Raw output alignments are then post-processed and may be visualised. Post-processing steps include the handling and combination of overlapping regimen alignments, as well as formatting output for submission to an episode era table.

processedAll <- output_all %>% processAlignments(regimenCombine = 28, regimens = regimens)

processedEras <- processedAll %>% calculateEras()

regStats <- processedEras %>% generateRegimenStats()

Data may then be further explored via several graphics which indicate various information, such as regimen frequency or the score/length distributions of a given regimen.

plotFrequency(processedAll)

plotScoreDistribution(regimen1 = "Paclitaxel Monotherapy", regimen2 = "Pembrolizumab Monotherapy", processedAll = processedAll)

plotRegimenLengthDistribution(regimen1 = "Paclitaxel Monotherapy", regimen2 = "Pembrolizumab Monotherapy", processedAll = processedAll)

Treatment trajectories, or regimen eras, can then be calculated, adding further information about the relative sequencing order of different regimens and regimen types.

processedEras <- processedAll %>% calculateEras(discontinuationTime = 90)

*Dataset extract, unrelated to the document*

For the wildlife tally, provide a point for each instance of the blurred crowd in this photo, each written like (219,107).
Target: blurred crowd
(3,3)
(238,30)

regStats <- processedEras %>% generateRegimenStats()

Output

Finally, a set of outputs may be produced and written into a local file using the writeOutputs() function. No patient IDs are written as outputs, with anonymised random IDs being used in their place. Both writeOuputs() and plotSankey() produce outputs that are automatically saved to the local working directory.

writeOutputs also produces data about the underlying cohorts used to construct the regimen outputs, and so also requires a call to the connection via DatabaseConnector directly.

writeOutputs(output_all, processedAll = processedAll, processedEras = processedEras,
             connectionDetails = connectionDetails, cdmSchema = cdmSchema,
             regGroups = regGroups, regStats = regStats, stringDF = stringDF, 
             con_df = con_df)

Getting help

If you encounter a clear bug, please file an issue with a minimal reproducible example at the GitHub issues page.